Falta a segunda fase
A presidente da Câmara de Baião, Ana Raquel Azevedo, classificou a inauguração como o fim de uma espera de quase 30 anos. "Uma terra que esperou quase 30 anos por esta ligação sabe bem quanto custa esperar por uma estrada", afirmou. A autarca aproveitou ainda para reclamar a conclusão da segunda fase da ligação de Baião à Ponte de Ermida.
Cristina Vieira, presidente da Câmara do Marco de Canaveses, considerou o momento histórico e recordou que acompanhou o projeto desde 2012. "É o resultado de muitos e muitos anos de reivindicações", afirmou, destacando os ganhos para a mobilidade das populações e das empresas.
A autarca voltou a defender uma nova travessia sobre o Tâmega, junto à atual Ponte de Canaveses, devido aos congestionamentos e aos constrangimentos provocados por acidentes ou obras.
Projetos em estudo
O secretário de Estado das Infraestruturas, Hugo Espírito Santo, revelou que existe já um estudo para um viaduto entre a zona da Ponte de Canaveses e a Avenida dos Bombeiros Voluntários, e que o Governo pretende avançar rapidamente com a obra.
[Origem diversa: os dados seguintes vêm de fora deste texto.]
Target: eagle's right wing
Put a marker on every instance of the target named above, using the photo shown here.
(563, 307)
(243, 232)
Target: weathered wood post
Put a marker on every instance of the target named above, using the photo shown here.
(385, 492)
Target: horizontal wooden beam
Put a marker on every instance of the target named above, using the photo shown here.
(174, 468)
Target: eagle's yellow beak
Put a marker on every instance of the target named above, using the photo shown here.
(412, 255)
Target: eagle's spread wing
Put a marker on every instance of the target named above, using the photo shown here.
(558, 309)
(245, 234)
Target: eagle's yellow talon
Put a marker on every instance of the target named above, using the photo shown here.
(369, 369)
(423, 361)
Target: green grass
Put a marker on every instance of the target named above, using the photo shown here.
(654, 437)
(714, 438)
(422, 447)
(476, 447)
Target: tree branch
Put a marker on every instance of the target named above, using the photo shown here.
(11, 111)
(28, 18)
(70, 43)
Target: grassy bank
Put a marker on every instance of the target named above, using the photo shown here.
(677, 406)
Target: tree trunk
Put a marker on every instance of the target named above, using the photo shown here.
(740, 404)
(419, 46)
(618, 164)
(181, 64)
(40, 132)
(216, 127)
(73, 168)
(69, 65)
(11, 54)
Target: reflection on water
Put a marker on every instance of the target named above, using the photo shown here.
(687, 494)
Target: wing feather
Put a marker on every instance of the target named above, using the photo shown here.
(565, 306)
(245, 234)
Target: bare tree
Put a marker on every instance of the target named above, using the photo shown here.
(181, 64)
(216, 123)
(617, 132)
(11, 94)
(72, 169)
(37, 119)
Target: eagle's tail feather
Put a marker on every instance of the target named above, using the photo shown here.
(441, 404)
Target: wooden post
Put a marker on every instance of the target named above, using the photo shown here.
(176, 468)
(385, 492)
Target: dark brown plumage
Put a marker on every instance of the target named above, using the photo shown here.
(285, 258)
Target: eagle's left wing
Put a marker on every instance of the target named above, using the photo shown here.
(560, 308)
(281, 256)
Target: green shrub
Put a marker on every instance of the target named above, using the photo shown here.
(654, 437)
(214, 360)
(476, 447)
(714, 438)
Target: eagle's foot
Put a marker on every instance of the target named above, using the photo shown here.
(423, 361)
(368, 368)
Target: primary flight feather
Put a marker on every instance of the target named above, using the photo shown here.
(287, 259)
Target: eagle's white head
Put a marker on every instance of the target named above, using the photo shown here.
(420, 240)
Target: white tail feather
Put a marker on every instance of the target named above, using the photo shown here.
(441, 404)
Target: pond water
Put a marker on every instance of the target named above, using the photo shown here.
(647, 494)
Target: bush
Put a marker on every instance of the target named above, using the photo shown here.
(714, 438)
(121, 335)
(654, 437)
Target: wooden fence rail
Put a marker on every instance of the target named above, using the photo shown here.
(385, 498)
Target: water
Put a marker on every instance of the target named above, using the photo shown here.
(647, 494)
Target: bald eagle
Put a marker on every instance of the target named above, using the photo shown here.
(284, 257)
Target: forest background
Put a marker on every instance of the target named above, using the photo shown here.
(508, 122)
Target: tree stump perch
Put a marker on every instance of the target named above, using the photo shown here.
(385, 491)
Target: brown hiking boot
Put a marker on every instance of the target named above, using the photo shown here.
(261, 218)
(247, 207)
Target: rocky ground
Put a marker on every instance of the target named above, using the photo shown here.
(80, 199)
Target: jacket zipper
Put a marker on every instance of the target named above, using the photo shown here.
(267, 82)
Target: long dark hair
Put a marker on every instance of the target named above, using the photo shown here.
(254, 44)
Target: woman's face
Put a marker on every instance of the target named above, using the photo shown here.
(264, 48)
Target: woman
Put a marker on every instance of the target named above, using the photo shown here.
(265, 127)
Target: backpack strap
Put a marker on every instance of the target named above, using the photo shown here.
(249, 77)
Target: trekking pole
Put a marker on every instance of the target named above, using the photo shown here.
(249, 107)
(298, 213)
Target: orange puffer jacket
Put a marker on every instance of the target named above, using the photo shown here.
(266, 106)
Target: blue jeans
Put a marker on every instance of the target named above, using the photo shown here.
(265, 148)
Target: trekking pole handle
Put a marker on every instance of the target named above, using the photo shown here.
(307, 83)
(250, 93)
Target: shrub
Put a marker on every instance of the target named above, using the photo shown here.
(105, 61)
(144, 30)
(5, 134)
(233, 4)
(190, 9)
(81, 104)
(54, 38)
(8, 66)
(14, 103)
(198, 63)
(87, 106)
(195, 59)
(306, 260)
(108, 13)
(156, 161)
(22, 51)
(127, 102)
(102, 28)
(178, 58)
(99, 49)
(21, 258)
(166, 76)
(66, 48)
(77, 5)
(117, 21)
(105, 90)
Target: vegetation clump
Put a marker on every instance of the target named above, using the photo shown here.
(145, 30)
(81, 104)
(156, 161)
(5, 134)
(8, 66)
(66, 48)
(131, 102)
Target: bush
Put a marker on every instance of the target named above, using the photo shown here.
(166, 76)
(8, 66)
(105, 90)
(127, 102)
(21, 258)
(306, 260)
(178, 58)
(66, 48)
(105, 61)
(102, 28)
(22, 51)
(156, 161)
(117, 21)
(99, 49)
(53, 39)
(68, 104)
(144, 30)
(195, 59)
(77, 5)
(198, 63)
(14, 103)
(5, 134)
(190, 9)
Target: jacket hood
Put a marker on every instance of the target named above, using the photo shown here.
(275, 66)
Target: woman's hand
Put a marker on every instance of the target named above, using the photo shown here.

A construção de uma nova ponte sobre o Tâmega será, contudo, "alvo de estudos adicionais".
Na cerimónia, o presidente da Câmara de Cinfães, Carlos Cardoso, reivindicou também uma ligação entre Mesquinhata (o final da variante à EN211 agora inaugurada) e Cinfães, com cinco a seis quilómetros. O autarca disse já ter apresentado um estudo para uma solução pela barragem do Carrapatelo. "É uma ligação que nos interessa muito", afirmou. O secretário de Estado garantiu que a proposta "será estudada".